Take the average piece of chicken and enhance it with this Cheesy Garlic Butter Mushroom Stuffed Chicken recipe. The melt-in-your-mouth chicken that is full of flavor!
Course Main Course
Cuisine American
Keyword Chicken, Chicken Recipes, Easy Chicken Dinner, Easy DInner Ideas, Easy recipes
Servings 4 Servings

Ingredients

Mushrooms:

  • 1/4 cup salted butter
  • 8 ounces baby bella mushrooms sliced
  • 1 1/2 Tbsp. minced garlic
  • 2 Tbsp. fresh parsley chopped
  • salt and pepper to taste

Chicken:

  • 4 skinless boneless chicken breasts
  • 1/4 tsp. salt
  • 1/4 tsp. ground black pepper
  • 1 tsp. onion powder
  • 1 tsp. dried parsley
  • 8 slices mozzarella cheese
  • 1/4 cup freshly grated parmesan cheese

Garlic Parmesan Cream Sauce:

  • 1 Tbsp. light virgin olive oil
  • 1 Tbsp. minced garlic
  • 1 Tbsp. Dijon mustard
  • 1 1/2 cups half and half
  • 1/2 cup grated Parmesan cheese
  • 1/8 tsp. salt
  • 1/8 tsp. ground balck pepper
  • 2 Tbsp. fresh parsley chopped
  • 1/2 tsp. cornstarch + 2 tsp. water optional

Instructions

  • Preheat oven to 400 degrees F.
  • Mushrooms: Melt butter in a large cast iron pan over medium heat.
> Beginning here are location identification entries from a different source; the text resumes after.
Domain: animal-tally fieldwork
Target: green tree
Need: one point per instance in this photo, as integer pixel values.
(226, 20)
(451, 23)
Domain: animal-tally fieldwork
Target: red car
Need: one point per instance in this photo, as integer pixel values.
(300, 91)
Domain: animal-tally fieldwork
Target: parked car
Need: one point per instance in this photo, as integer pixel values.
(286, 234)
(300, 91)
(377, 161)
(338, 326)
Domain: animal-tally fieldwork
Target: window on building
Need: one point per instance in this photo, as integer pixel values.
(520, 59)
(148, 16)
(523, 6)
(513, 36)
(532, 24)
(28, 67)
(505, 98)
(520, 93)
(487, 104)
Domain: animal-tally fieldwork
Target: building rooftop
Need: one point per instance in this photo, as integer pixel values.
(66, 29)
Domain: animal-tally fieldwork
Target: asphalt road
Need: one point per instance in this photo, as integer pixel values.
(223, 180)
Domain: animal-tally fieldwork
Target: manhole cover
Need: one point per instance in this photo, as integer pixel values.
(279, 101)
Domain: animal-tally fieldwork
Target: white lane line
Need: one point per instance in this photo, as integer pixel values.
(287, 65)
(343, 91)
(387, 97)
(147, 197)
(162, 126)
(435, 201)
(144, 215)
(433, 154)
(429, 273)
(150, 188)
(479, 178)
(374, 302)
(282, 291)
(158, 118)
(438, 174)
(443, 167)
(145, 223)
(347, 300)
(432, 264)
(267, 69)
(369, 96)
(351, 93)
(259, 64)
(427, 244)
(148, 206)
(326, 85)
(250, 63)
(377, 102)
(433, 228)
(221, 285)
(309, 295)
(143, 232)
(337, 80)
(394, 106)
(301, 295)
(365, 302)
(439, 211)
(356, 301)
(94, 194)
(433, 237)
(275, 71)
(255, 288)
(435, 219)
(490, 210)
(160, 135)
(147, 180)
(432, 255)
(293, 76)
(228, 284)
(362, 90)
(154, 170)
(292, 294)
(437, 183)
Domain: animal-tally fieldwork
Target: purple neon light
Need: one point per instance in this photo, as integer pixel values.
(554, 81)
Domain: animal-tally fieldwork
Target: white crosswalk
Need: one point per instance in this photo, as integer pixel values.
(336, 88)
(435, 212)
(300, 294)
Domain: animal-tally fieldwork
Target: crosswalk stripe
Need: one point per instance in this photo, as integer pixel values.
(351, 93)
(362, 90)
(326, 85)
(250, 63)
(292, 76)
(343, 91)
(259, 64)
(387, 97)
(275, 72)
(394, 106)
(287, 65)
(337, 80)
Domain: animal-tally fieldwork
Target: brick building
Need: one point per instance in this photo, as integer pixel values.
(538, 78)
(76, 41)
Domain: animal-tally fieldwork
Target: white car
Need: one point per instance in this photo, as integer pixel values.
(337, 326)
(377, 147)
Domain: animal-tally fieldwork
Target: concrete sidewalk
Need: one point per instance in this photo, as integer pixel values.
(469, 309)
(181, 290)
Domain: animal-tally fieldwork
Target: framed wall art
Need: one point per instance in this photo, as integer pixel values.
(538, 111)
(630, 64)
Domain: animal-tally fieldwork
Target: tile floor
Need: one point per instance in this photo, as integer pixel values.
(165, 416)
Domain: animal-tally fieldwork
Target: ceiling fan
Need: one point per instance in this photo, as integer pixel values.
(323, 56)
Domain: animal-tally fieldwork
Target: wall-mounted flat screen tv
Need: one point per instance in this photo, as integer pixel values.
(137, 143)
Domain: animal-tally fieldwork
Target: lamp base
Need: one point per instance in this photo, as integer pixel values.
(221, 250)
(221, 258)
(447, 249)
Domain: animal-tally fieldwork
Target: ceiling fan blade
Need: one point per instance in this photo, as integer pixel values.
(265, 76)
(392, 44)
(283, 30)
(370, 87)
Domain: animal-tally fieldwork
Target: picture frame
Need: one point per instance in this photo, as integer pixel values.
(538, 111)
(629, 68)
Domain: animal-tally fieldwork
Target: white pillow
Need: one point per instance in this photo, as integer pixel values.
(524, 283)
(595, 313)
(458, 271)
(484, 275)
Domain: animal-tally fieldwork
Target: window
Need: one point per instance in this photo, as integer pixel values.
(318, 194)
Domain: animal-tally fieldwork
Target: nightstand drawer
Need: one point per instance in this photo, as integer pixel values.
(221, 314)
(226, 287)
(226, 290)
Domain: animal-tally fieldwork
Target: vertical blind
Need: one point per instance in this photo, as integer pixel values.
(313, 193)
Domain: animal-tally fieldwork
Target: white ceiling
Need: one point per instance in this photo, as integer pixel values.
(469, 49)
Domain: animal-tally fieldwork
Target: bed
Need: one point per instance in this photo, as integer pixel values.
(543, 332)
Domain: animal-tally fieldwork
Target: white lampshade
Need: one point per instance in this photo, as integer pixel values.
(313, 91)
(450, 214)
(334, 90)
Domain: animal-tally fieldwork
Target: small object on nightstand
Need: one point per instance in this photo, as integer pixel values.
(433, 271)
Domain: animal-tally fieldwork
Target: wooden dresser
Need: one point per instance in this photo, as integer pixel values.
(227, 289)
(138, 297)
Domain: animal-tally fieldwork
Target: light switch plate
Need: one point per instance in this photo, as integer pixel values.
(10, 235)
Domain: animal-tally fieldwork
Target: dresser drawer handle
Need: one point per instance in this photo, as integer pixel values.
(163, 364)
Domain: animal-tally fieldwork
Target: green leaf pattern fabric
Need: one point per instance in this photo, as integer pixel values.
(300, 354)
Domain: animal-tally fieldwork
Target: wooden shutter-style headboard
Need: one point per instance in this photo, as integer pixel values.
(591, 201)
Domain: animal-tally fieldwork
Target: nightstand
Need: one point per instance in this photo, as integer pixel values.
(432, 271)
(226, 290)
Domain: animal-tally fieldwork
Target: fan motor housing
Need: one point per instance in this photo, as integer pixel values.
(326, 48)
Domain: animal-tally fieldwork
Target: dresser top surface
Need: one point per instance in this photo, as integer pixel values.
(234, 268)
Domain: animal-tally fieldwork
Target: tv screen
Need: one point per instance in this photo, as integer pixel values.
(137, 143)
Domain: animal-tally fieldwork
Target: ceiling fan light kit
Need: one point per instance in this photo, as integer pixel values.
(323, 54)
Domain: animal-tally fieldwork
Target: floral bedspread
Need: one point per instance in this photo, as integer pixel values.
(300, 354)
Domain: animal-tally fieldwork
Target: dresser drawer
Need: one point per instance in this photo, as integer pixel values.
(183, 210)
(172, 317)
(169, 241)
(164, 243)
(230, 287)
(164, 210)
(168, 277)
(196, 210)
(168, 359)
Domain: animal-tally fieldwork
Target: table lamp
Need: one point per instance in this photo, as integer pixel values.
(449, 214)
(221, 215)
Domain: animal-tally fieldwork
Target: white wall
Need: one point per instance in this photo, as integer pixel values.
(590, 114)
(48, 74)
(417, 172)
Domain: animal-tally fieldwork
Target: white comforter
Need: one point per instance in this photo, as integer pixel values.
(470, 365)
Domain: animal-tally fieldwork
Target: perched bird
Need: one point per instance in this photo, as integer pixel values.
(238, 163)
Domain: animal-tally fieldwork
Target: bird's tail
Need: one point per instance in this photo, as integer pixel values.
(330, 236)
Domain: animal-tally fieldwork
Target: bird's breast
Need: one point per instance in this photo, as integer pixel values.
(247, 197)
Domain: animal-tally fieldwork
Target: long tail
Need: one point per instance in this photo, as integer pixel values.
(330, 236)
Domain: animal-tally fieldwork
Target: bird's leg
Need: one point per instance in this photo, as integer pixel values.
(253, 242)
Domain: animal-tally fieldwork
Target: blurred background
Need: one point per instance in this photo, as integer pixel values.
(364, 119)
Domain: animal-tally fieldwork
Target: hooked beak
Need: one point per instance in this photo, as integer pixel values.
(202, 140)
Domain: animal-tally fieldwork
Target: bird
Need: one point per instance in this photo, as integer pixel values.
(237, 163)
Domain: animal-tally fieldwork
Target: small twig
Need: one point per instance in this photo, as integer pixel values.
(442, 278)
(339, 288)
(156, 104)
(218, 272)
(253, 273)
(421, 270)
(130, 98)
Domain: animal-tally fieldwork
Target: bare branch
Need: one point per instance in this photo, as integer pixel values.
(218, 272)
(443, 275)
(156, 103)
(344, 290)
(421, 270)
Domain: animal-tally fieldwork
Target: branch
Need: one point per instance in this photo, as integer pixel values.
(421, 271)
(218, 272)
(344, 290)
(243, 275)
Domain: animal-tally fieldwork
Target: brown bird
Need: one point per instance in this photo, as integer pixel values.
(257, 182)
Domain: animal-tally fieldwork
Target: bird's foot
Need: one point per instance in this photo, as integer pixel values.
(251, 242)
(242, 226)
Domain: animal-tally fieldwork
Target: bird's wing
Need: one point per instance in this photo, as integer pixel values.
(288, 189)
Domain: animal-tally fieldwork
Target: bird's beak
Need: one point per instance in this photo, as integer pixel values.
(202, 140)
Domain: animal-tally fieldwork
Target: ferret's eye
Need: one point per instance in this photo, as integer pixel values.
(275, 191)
Sauté garlic and mushroom with salt, pepper and parsley until mushrooms are soft. Divide into 4 equal portions and set aside.
  • Chicken: Rinse chicken breasts in cold water and pat dry with a paper towel. Evenly season both sides of chicken breasts with salt, pepper, onion powder, and parsley. Slice a horizontal slit through the thickest part of each breast to form a pocket. Place 2 slices of cheese in each slit. Fill each breast with an equal portion of the mushroom filling. Top the mushrooms with 1 tablespoon of parmesan cheese for each breast. Seal slits with a few toothpicks near to the opening. Heat the mushroom skillet and sear chicken until golden on both sides. Cover pan and bake from 20-22 minutes, or until completely cooked through. Transfer chicken to a plate and place the skillet back onto the stovetop.
  • Sauce: Fry the garlic in the leftover pan juices for about 1 minutes. Reduce heat to LOW, and add mustard and half and half. Bring to a gentle simmer and any remaining mushrooms, parmesan cheese, salt, pepper, and parsley. If mixture is too runny add cornstarch and water mixture. Add chicken back to the pan and serve.